VT05

VT05
Developer DEC
"VT-05" can also refer to Vermont's 5th congressional district.

The VT05 was the first free-standing CRT computer terminal from Digital Equipment Corporation introduced in 1970. Famous for its extremely futuristic styling, the VT05 presented the user with an upper-case only 5x7 dot-matrix display of 20 rows by 72 columns. The VT05 was a smart terminal that provided cursor addressing using a series of control characters, one of which allowed the cursor to be positioned at an absolute location on the screen. This basic system provided the basis of similar systems in the later and greatly improved VT50 and VT52 series.

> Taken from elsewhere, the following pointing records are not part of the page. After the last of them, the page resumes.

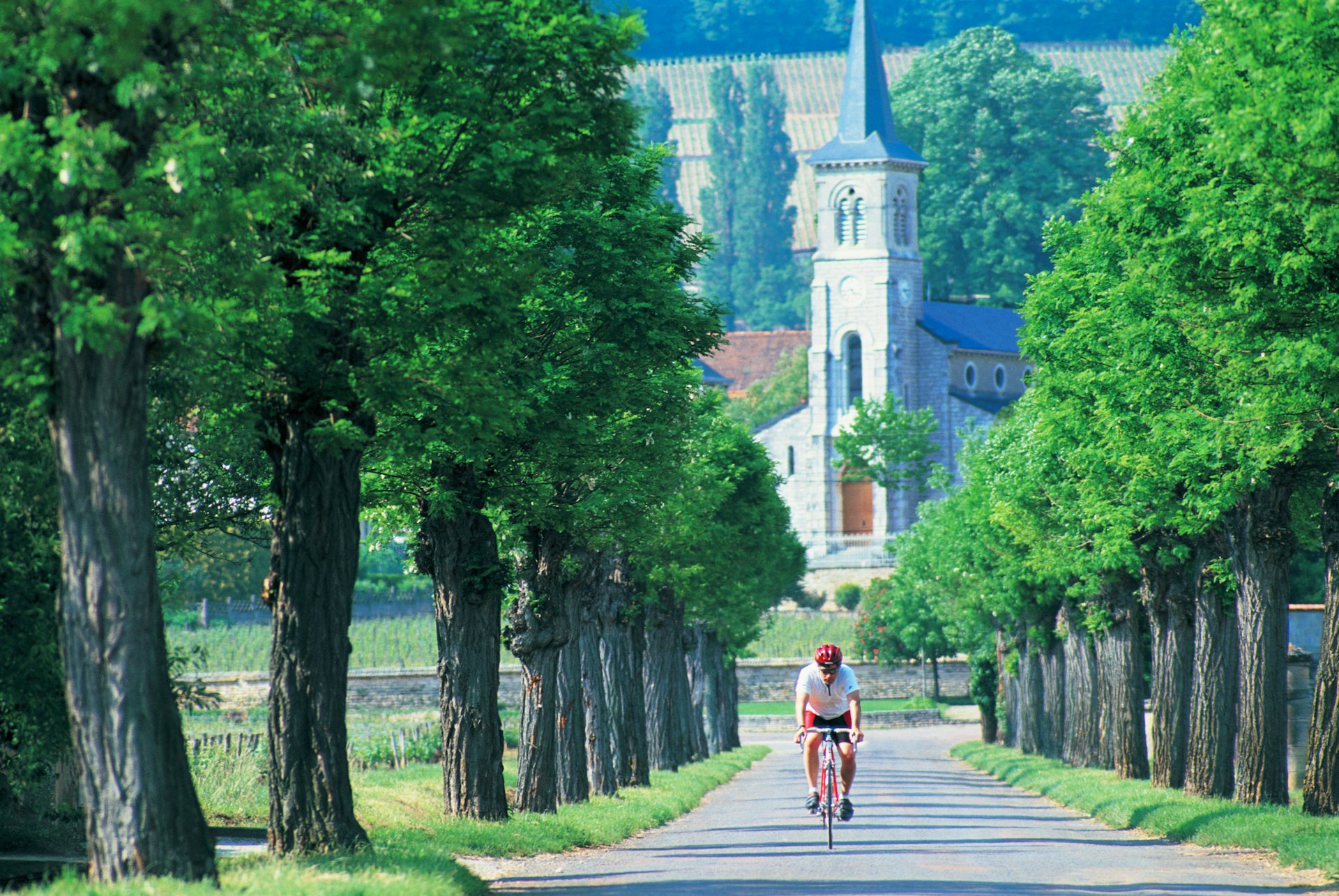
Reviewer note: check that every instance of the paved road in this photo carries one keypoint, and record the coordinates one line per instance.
(925, 826)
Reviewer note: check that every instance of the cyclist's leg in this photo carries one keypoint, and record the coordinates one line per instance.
(812, 760)
(848, 766)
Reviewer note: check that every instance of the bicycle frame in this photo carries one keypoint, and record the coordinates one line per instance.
(826, 811)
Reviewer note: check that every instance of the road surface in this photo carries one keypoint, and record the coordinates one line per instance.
(925, 826)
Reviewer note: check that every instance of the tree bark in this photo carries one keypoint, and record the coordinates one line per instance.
(314, 563)
(620, 663)
(1168, 596)
(573, 773)
(461, 554)
(593, 579)
(1321, 785)
(704, 673)
(1053, 697)
(1121, 681)
(1082, 709)
(1262, 548)
(537, 628)
(141, 812)
(1213, 678)
(1031, 698)
(730, 706)
(666, 678)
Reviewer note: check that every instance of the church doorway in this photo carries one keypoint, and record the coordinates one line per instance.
(857, 508)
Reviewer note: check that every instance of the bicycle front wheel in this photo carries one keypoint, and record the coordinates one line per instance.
(831, 803)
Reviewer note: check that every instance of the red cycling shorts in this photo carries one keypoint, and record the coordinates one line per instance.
(836, 722)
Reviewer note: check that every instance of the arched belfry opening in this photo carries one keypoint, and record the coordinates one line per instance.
(854, 367)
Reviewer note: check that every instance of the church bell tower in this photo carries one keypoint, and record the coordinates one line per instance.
(868, 284)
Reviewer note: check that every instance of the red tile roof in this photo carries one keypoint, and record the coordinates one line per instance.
(752, 355)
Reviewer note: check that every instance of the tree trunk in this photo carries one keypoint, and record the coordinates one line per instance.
(1321, 785)
(666, 682)
(1082, 709)
(1168, 598)
(141, 812)
(537, 628)
(314, 563)
(1121, 681)
(621, 673)
(461, 554)
(1053, 697)
(1031, 698)
(593, 579)
(1213, 679)
(704, 671)
(730, 706)
(573, 773)
(1262, 548)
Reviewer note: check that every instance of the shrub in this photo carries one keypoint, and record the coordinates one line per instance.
(848, 595)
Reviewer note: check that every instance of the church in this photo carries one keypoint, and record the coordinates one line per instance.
(875, 334)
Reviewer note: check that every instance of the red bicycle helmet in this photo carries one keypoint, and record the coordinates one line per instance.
(828, 655)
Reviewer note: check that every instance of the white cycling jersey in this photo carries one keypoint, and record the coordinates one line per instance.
(826, 701)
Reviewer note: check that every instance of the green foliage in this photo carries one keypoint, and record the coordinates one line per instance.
(1298, 840)
(983, 679)
(900, 623)
(773, 395)
(725, 542)
(33, 727)
(888, 443)
(848, 595)
(1010, 144)
(745, 208)
(699, 27)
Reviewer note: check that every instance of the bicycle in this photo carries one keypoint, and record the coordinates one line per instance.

The terminal only supported forward scrolling and direct cursor addressing; no fancier editing functions were supported. No special character renditions (such as blinking, bolding, underlining, or reverse video) were supported. The VT05 supported asynchronous communication at baud rates up to 2400 bits per second (although fill characters were required above 300 bits per second).

Internally, the VT05 was implemented using four "quad-sized" DEC modules in a standard form-factor DEC backplane. The cards were mounted nearly horizontally over an off-the-shelf CRT monitor. The keyboard used advanced capacitive sensors, but this proved to be unreliable and later keyboards used a simple four-contact mechanical switch.

The VT05's dynamic storage was a PMOS shift register; the delays associated with manipulating the data in the shift register resulted in the VT05 requiring fill characters after each line feed (as compared to contemporaneous hard copy terminals which required fill characters after each carriage return).

The VT05 also had the capability of acting as a black-and-white RS-170-standard video monitor for videotape recorders, cameras, and other sources. The VT05 was equipped with a video input, and could superimpose its text over the displayed video, making it suitable for interactive video systems.

The VT05 was eventually superseded by the VT50 which itself was quickly superseded by the VT52.